U.N. Dumps Justice in Cambodia

ByABC News
February 14, 2002, 4:20 PM

Feb. 15 -- Pol Pot, the man most wanted for the slaughter of 1.7 million Cambodians, went to his grave without ever being brought to justice and if recent events are anything to go by, several aging Khmer Rouge leaders with blood on their tracks may do likewise.

The United Nations has announced it is walking out of more than four years of negotiations with the Cambodian government.

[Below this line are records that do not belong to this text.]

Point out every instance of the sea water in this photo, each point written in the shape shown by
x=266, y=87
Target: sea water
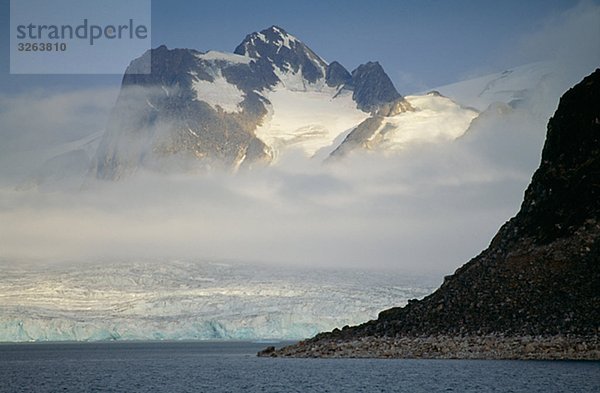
x=233, y=367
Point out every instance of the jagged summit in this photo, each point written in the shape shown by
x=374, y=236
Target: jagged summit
x=372, y=87
x=286, y=52
x=337, y=75
x=214, y=109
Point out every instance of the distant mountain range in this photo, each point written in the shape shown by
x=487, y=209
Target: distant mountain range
x=272, y=97
x=247, y=108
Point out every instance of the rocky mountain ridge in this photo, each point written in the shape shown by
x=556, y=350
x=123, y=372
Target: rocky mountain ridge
x=538, y=278
x=241, y=109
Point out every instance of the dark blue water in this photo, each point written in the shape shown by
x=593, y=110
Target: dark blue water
x=233, y=367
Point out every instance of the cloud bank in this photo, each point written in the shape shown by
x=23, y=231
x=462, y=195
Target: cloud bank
x=429, y=209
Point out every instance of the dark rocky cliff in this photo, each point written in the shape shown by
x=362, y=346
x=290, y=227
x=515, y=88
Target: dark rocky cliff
x=540, y=276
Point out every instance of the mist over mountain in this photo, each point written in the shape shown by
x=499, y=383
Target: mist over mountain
x=273, y=93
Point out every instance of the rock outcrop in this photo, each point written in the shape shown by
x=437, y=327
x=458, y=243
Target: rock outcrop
x=535, y=291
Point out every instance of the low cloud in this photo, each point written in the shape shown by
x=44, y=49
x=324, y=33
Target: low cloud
x=429, y=209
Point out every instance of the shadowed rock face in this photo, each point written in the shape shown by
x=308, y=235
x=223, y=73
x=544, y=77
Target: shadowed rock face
x=541, y=272
x=158, y=122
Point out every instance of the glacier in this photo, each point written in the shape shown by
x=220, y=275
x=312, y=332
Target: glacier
x=183, y=300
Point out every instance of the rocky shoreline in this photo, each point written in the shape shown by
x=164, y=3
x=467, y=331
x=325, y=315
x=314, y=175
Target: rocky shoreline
x=489, y=347
x=533, y=293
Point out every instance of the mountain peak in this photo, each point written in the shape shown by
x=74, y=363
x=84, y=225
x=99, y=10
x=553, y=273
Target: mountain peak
x=372, y=87
x=286, y=52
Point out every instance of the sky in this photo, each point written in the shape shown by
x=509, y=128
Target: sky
x=420, y=43
x=429, y=210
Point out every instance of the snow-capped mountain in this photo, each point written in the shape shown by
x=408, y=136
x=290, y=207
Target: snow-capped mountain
x=190, y=300
x=249, y=107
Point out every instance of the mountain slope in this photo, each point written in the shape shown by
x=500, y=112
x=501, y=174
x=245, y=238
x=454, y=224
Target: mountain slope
x=539, y=276
x=229, y=110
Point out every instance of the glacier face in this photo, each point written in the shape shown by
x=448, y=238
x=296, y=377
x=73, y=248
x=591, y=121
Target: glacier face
x=179, y=300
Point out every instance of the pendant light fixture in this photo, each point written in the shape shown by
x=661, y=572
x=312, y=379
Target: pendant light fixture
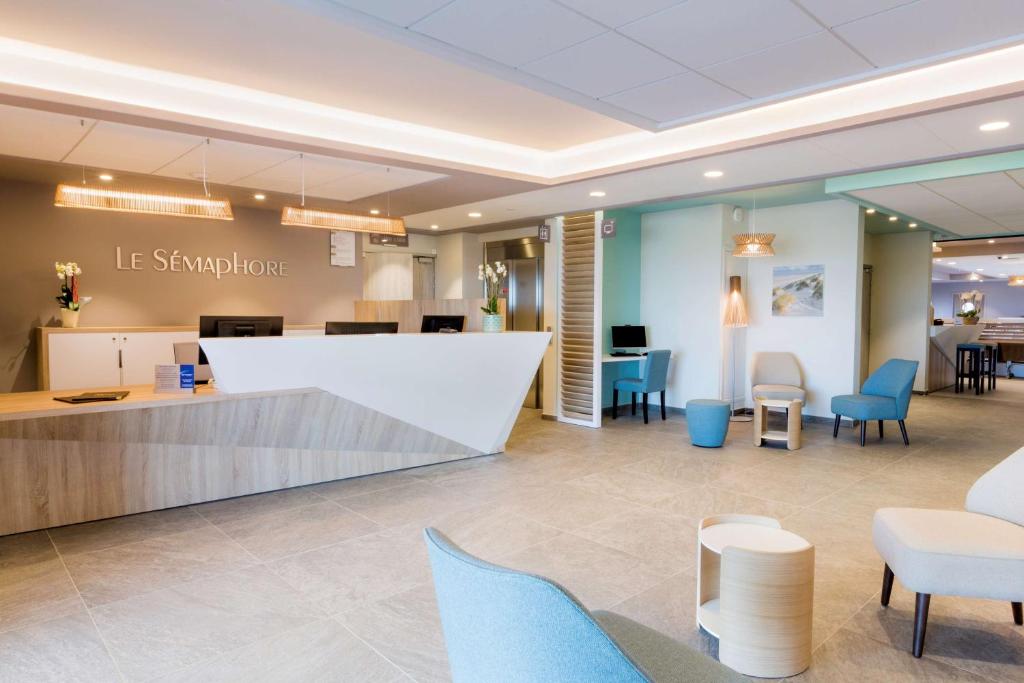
x=751, y=244
x=124, y=201
x=300, y=216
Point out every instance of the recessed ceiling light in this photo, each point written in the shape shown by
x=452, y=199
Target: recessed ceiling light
x=993, y=125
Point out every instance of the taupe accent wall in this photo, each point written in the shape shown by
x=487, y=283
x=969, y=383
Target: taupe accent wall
x=34, y=233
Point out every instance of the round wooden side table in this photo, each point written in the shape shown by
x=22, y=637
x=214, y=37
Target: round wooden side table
x=756, y=594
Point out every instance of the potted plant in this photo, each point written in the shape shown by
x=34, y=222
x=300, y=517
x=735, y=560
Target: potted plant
x=493, y=276
x=69, y=299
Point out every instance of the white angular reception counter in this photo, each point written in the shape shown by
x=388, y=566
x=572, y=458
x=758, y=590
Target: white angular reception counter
x=286, y=412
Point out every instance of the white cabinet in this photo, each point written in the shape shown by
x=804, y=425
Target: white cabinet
x=83, y=360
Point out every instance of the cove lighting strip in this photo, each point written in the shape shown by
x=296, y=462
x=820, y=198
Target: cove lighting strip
x=76, y=197
x=351, y=222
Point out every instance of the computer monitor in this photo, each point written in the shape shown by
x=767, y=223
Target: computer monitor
x=360, y=329
x=439, y=323
x=629, y=336
x=239, y=326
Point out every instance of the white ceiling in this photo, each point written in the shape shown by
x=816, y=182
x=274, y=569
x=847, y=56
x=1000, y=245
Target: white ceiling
x=116, y=146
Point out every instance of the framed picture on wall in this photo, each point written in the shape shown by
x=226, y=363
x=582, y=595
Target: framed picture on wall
x=798, y=291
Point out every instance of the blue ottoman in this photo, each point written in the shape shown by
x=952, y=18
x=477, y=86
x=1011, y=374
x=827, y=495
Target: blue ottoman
x=708, y=422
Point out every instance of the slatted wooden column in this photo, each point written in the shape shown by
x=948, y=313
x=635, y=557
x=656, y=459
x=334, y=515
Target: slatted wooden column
x=580, y=315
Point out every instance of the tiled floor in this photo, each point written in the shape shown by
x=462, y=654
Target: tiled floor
x=332, y=582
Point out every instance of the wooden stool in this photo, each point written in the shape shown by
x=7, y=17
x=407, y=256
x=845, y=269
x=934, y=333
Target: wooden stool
x=792, y=434
x=756, y=594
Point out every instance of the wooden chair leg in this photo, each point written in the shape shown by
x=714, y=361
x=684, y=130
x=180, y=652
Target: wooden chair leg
x=887, y=586
x=921, y=623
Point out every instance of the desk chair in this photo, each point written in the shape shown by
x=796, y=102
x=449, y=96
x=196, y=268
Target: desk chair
x=655, y=375
x=502, y=625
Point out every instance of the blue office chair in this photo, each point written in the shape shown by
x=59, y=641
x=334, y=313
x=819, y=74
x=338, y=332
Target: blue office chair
x=502, y=625
x=886, y=395
x=655, y=375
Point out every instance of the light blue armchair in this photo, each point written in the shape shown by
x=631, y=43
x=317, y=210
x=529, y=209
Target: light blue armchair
x=502, y=625
x=886, y=395
x=655, y=376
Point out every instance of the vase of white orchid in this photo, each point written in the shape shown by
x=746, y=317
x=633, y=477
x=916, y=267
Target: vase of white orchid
x=493, y=275
x=69, y=300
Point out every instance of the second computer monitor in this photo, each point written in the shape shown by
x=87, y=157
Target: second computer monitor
x=629, y=336
x=360, y=329
x=442, y=323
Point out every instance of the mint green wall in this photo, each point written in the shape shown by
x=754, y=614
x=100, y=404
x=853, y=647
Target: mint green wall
x=620, y=294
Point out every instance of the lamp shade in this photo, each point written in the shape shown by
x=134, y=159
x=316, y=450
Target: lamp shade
x=735, y=308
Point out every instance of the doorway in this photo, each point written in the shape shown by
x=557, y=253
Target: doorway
x=524, y=258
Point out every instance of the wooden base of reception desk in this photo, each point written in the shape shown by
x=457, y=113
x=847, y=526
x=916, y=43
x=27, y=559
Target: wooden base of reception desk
x=61, y=464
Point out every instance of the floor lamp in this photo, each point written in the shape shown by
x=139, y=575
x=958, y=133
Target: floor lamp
x=735, y=316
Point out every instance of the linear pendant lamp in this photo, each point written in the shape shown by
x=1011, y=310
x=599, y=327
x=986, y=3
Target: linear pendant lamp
x=131, y=202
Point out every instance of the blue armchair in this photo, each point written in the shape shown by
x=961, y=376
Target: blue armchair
x=886, y=395
x=502, y=625
x=655, y=376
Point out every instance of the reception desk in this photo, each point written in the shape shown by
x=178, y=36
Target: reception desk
x=285, y=412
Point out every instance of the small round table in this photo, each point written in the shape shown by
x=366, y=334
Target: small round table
x=755, y=594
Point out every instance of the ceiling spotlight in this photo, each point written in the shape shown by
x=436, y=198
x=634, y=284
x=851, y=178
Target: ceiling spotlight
x=993, y=125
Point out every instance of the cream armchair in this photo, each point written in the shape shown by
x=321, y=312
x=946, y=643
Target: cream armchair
x=776, y=375
x=976, y=554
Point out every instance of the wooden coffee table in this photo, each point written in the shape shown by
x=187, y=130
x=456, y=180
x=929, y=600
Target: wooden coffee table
x=755, y=594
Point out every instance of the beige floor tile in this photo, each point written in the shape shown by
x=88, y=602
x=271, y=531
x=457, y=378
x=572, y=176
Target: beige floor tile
x=270, y=537
x=346, y=575
x=407, y=630
x=123, y=571
x=119, y=530
x=62, y=649
x=34, y=585
x=323, y=650
x=159, y=633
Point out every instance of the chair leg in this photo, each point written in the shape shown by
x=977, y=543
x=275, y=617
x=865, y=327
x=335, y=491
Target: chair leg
x=887, y=586
x=921, y=623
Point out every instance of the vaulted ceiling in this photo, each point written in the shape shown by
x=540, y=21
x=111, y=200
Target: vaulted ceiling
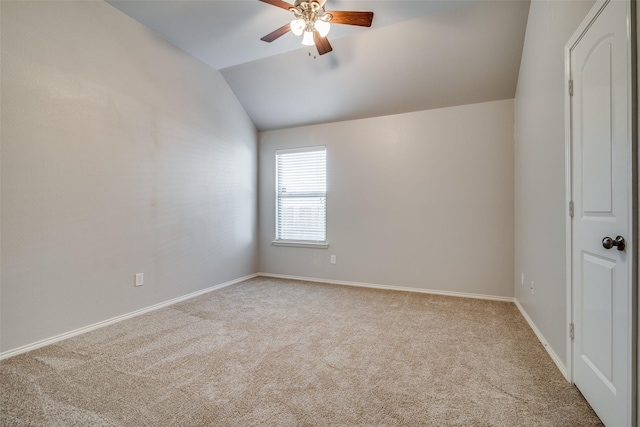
x=417, y=55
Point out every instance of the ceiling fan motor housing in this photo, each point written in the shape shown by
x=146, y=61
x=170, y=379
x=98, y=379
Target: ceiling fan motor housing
x=297, y=3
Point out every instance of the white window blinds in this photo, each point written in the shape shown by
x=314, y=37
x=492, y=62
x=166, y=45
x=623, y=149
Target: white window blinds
x=301, y=186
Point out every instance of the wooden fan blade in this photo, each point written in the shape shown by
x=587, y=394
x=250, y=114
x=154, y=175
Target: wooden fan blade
x=362, y=19
x=277, y=33
x=322, y=44
x=278, y=3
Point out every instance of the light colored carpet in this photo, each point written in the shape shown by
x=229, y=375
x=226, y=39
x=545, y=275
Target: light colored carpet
x=285, y=353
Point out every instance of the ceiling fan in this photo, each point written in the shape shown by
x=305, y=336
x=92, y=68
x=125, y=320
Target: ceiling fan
x=313, y=23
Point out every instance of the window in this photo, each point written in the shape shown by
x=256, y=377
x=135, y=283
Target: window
x=301, y=187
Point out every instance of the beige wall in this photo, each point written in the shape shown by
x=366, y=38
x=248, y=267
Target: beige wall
x=540, y=167
x=120, y=154
x=421, y=200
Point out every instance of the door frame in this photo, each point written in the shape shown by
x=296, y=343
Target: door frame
x=634, y=195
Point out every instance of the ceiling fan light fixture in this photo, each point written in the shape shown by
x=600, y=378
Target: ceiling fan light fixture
x=307, y=39
x=322, y=27
x=298, y=26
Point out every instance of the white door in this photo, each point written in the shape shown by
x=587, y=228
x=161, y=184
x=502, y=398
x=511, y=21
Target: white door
x=601, y=179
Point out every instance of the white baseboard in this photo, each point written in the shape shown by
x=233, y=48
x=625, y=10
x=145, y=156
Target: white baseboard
x=116, y=319
x=391, y=288
x=554, y=356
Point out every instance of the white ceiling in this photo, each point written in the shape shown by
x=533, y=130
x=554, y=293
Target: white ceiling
x=417, y=55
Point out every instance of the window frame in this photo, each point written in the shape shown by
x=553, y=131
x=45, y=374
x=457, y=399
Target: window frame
x=291, y=242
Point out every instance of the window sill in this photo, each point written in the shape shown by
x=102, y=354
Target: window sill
x=300, y=244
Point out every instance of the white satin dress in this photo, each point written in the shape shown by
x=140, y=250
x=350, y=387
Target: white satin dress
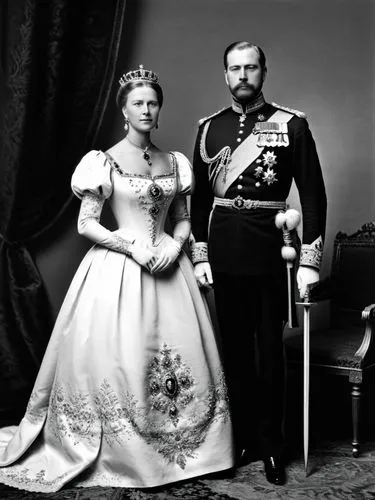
x=131, y=391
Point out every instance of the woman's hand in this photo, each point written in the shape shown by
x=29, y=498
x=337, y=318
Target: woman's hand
x=142, y=253
x=167, y=254
x=203, y=274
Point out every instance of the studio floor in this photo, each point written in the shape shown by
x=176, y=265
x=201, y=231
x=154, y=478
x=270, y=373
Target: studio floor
x=333, y=473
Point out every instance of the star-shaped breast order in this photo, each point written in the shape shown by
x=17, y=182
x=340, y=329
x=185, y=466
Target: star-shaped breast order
x=269, y=159
x=269, y=176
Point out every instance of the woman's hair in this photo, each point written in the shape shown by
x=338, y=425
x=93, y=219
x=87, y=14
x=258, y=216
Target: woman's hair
x=123, y=92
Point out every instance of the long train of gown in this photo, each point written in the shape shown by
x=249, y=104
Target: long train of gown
x=130, y=392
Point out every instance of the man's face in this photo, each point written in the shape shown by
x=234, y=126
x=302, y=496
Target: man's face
x=244, y=75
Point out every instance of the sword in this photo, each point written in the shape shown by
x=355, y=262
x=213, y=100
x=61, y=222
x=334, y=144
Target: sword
x=306, y=370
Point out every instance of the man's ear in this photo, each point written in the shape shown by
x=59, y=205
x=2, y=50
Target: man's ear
x=264, y=74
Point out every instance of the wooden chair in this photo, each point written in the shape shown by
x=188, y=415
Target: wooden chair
x=347, y=347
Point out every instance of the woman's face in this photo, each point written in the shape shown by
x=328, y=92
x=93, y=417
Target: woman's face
x=142, y=109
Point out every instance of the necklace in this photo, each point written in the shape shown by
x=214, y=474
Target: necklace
x=146, y=155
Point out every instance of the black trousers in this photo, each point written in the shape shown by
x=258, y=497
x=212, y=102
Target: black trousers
x=250, y=316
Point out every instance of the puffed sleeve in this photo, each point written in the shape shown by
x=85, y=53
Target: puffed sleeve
x=184, y=174
x=92, y=175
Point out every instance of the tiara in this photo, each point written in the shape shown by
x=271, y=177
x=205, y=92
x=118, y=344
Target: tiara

The talks were aimed at arriving at a U.N. role in a future joint tribunal to try Khmer Rouge leaders for genocide and crimes against humanity.

The U.N.'s chief legal counsel, Hans Corell, declared the United Nations was ditching negotiations since the trial proposed by the Cambodian government would not guarantee "the independence, objectivity and impartiality that a court established with the support of the United Nations must have."

Although the governments of some countries expressed surprise and have urged a return to negotiations, the hitch in getting the perpetrators of one of modern history's most brutal massacres to justice merited scant notice in the international media.

But in the teeming back streets of the capital of Phnom Penh and across the lush green countryside, millions of Cambodians watched the door close on their hope for international justice for the leaders of a period locals call "the era of the killing fields."

"There is an overwhelming wish in Cambodia for international acknowledgement and recognition of the genocide of Cambodians," said Ben Kiernan, professor of history and director of the Genocide Studies Program at Yale University. "I think it's unfortunate that this has happened. There was a genuine hope that the international community would participate hand-in-hand with the Cambodian government to bring justice on this period of history."

Time Is Ticking

More than 20 years after the shadowy communist regime was evicted from power, most former Khmer Rouge leaders live openly in and around the northwestern town of Pailin, the one-time jungle headquarters of the movement after it was ousted from power.